Me lo fanno notare in molti: i miei libri sono estremamente casti.
Non è una scelta religiosa o morale, visto che da oltre metà della mia vita non credo in nessun dio.
Non è una scelta di pudore: sono sorella maggiore di fratellino, scout, amante dell’arte antica, amica degli uomini, ex cestista in squadra maschile; so fare pure le punture e non solo sulle braccia, vedete un po’ voi se mi scandalizzo facilmente. Semplicemente, non riesco proprio di descrivere l’amore. Quello fisico, intendo.
Ma poi, c’è bisogno che ve lo descriva io?
Eppure questa caratteristica, questa mancanza nei miei romanzi pare notarsi.
Siccome non è voluto, il problema me lo sono posta e, l’anno scorso, ho anche provato a risolverlo. Ero a Castel del Monte e ho pensato di far pratica in descrizioni esplicite su una cavia che fosse verbalmente… piacevole da maneggiare e abbastanza morta da non potermi denunciare. Chi meglio del biondo signore del maniero? Ma nulla: ne è nato un racconto filosofico! Che magari un giorno leggerete.
Perché scrivere scene erotiche è difficile e, se non lo si fa bene, con personalità, padronanza del linguaggio e della “regia”, diciamo così, scadere nel ridicolo è facilissimo.

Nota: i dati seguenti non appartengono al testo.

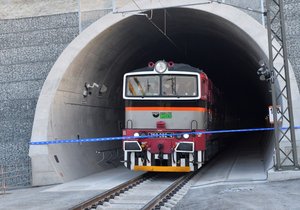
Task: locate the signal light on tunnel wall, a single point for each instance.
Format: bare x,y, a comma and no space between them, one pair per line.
151,64
264,73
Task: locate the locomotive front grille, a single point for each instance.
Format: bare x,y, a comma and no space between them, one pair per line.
161,135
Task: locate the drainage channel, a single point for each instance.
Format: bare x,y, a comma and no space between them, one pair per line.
148,191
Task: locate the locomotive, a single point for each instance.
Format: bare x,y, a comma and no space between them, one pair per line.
168,106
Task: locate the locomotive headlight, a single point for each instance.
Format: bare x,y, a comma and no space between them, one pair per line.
160,66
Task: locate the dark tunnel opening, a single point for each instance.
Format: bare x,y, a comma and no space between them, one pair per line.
227,55
211,44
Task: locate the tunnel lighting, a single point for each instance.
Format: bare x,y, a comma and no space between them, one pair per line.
170,64
263,72
151,64
160,66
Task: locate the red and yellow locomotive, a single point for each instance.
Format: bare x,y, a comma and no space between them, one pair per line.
166,104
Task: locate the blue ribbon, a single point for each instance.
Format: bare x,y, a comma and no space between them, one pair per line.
67,141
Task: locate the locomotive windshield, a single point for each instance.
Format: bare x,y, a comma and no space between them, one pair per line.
169,85
143,86
177,85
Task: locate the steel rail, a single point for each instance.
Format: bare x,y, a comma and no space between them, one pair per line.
163,197
107,195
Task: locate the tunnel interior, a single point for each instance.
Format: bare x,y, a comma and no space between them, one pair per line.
201,39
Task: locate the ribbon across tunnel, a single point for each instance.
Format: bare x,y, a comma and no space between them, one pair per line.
85,140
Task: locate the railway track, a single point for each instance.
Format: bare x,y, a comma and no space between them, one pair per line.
148,191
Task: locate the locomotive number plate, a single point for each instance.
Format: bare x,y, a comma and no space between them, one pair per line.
165,115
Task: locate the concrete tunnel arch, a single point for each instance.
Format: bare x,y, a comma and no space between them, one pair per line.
220,36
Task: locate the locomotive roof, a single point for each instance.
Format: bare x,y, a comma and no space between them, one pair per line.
176,67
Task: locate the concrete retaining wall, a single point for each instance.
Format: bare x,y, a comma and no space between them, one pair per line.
28,49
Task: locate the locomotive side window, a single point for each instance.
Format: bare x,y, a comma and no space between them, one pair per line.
143,86
180,86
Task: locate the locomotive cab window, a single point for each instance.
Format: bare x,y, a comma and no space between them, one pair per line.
143,86
179,85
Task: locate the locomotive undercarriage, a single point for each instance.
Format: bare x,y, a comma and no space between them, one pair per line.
173,162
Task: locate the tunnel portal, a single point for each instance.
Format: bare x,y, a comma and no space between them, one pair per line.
224,42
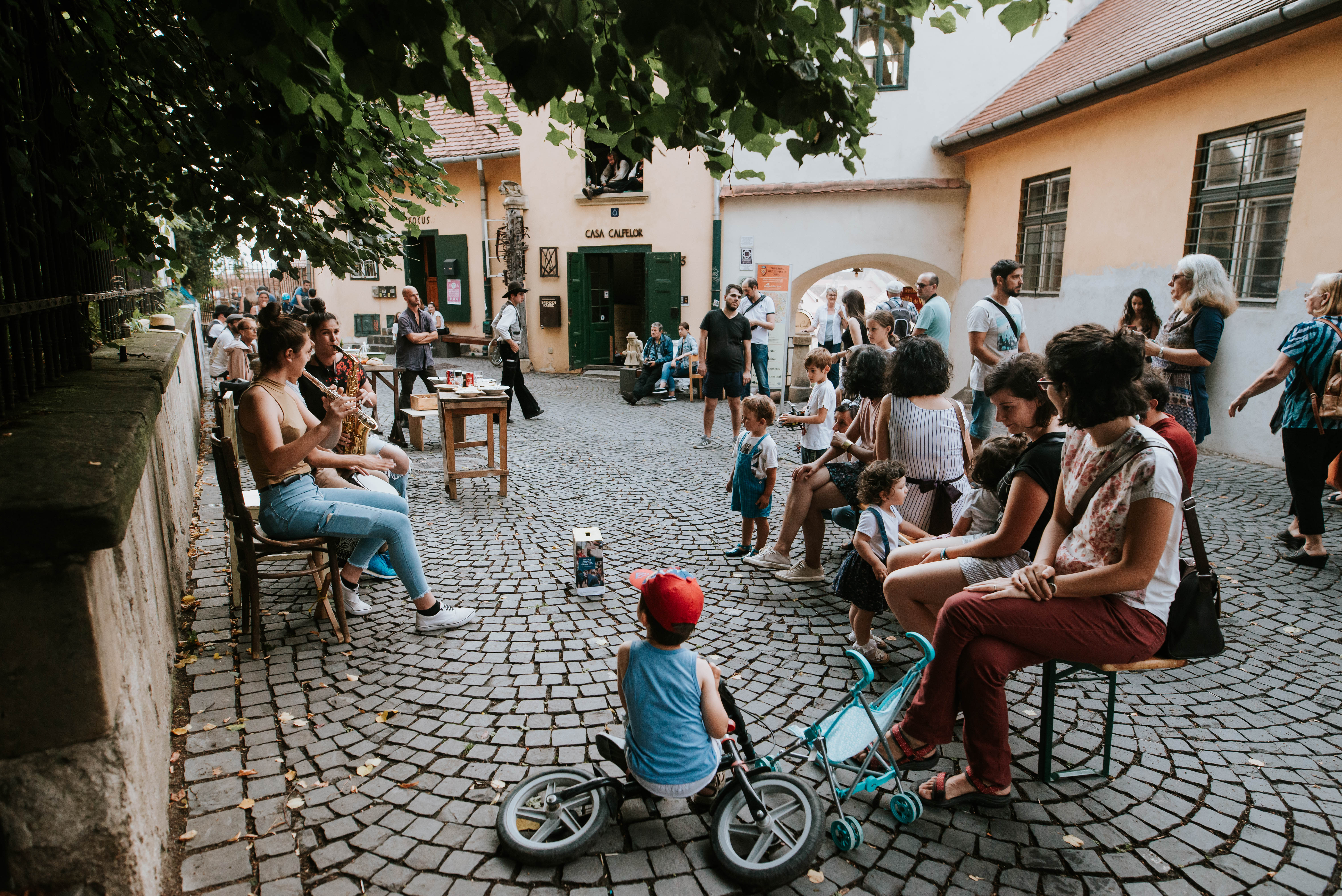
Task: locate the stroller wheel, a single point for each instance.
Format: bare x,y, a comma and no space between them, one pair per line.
846,832
762,859
906,808
539,836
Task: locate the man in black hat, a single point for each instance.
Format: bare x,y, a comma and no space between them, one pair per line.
508,330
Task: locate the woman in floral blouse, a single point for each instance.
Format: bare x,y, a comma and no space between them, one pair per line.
1098,591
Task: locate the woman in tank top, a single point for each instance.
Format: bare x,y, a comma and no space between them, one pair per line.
280,435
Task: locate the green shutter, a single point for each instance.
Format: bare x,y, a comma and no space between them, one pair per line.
578,301
663,290
453,250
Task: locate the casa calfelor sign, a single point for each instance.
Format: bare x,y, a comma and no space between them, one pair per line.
598,234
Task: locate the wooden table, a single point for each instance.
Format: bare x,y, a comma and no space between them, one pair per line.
453,410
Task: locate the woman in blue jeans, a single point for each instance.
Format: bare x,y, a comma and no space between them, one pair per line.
280,435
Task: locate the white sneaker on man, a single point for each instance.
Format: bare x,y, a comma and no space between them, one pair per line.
355,606
770,558
447,618
799,572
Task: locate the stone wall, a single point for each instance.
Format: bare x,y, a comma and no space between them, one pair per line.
103,469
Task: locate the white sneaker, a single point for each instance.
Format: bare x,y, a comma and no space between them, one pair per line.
799,572
356,607
445,619
768,558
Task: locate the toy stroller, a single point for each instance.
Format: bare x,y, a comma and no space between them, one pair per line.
851,728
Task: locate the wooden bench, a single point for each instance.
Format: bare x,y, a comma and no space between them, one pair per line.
1078,673
416,426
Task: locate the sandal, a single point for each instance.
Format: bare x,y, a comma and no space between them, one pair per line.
972,799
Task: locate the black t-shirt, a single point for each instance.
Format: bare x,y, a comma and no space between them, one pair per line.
1042,462
727,353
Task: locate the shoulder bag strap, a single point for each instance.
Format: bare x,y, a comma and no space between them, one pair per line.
1105,475
1006,314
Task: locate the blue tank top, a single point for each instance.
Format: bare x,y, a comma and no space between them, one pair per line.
666,740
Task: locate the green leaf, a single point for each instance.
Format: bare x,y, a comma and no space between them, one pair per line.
945,22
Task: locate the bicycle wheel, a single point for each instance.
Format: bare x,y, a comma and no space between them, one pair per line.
766,856
540,835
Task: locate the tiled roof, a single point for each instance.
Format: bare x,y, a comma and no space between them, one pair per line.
469,136
1112,37
731,191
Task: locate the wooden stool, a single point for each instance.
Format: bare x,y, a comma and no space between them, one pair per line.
252,546
1086,673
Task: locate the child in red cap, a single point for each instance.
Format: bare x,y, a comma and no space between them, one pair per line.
674,717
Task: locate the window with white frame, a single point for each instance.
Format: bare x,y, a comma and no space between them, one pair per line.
881,49
1243,184
1042,231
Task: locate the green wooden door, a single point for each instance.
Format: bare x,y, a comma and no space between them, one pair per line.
662,292
454,280
578,312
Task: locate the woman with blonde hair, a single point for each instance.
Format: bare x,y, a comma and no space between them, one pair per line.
1309,443
1187,347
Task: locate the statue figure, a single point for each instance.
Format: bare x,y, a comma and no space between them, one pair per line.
633,351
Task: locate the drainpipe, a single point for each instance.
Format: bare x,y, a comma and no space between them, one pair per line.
717,242
485,250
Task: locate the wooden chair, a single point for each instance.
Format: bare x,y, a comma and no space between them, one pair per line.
1086,673
696,376
253,546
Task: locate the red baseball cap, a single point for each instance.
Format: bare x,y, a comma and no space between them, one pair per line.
670,595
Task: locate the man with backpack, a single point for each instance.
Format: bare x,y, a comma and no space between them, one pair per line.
996,332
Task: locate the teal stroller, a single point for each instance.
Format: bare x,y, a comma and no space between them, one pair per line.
850,729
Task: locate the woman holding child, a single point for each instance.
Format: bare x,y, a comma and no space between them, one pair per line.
1098,591
923,576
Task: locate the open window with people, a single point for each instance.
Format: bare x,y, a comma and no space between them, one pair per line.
611,170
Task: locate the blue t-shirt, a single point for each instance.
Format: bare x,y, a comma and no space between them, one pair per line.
936,320
1310,344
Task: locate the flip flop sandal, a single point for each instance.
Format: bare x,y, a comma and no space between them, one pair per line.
972,799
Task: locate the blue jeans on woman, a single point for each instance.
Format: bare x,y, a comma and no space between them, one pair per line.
302,510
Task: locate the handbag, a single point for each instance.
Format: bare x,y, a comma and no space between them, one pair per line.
1194,628
854,576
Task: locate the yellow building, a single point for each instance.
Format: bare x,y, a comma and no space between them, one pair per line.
598,269
1159,129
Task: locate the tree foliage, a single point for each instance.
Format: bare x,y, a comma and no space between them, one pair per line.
300,125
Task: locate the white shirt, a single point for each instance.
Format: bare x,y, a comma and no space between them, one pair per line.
818,435
760,314
219,355
987,317
507,326
868,526
768,457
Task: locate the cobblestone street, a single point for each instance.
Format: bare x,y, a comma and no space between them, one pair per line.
1226,773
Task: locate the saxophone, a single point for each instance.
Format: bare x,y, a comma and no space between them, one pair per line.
355,428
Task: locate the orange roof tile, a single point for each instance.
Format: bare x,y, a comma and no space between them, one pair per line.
1112,37
466,135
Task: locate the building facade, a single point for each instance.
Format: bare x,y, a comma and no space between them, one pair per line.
1203,128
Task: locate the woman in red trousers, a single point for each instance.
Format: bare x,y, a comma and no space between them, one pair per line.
1098,591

Come lettrice, lo ammetto, più di una volta mi sono profusa in grasse risate.
Così ho deciso: fatevene una ragione. I miei libri sono casti e malinconici. Ammesso che torni a scrivere, non mi cimenterò in scene amorose finché non sarò in grado di farlo come Ismael Serrano in questa strofa:
Estás tan bonita, te invito a un café
La tarde es nuestra, desnúdame
Tras el relámpago te decía
Siempre recogeré flores en tu vientre
(E dai che si capisce!)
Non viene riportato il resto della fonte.